ぜ、ん、ま、い、と、あ、た、し

板張りの床に三方は漆喰塗りの壁、高い位置に小さな窓が一つあった。

もう一方の壁は丸い鉄の棒が嵌った頑丈な格子になっている。

鉄格子の向こうの壁には〈この顔に見覚えがあったらすぐに連絡を!〉というポスターが貼られ、指名手配犯の顔写真がこちらを威嚇している。

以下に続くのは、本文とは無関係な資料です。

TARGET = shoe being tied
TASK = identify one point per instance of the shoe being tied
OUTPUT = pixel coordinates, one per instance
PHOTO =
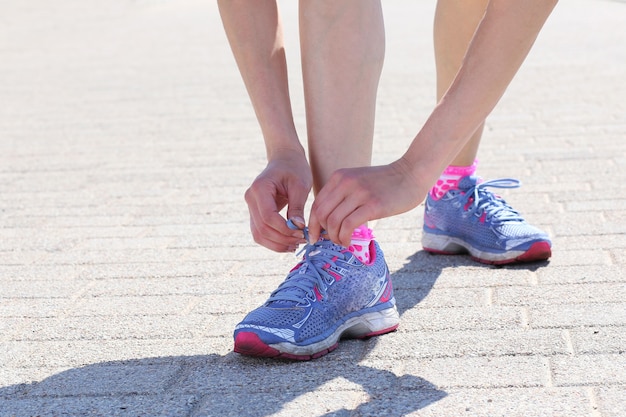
(473, 220)
(327, 296)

白い固い長椅子に座るあたしは、牢屋にぽつねんと一人だった。
 
こめかみに手のひらを押し当てる。湿布で治療されてはいたが、ガーゼの下で大きなコブがその存在感をアピールしている。

夢の中なのに痛かった。何も殴らなくたってと物申したい気持ちが胸中に沈んで溜まる。

一応女の子なのに。

人の気配に顔を上げた。

格子の向こう側に帽子を被った大柄な男の人がいた。

年の頃は四十代、黒っぽいスーツの内側に銃を携帯し、胸には銀色のバッジが着いている。

「手荒な真似をして済まなかったね。まさかまともに当たるとは」

あたしの非難めいた視線に気が付いたらしい。

彼は傍にあった椅子を引き寄せ、帽子を脱ぎそこに腰掛ける。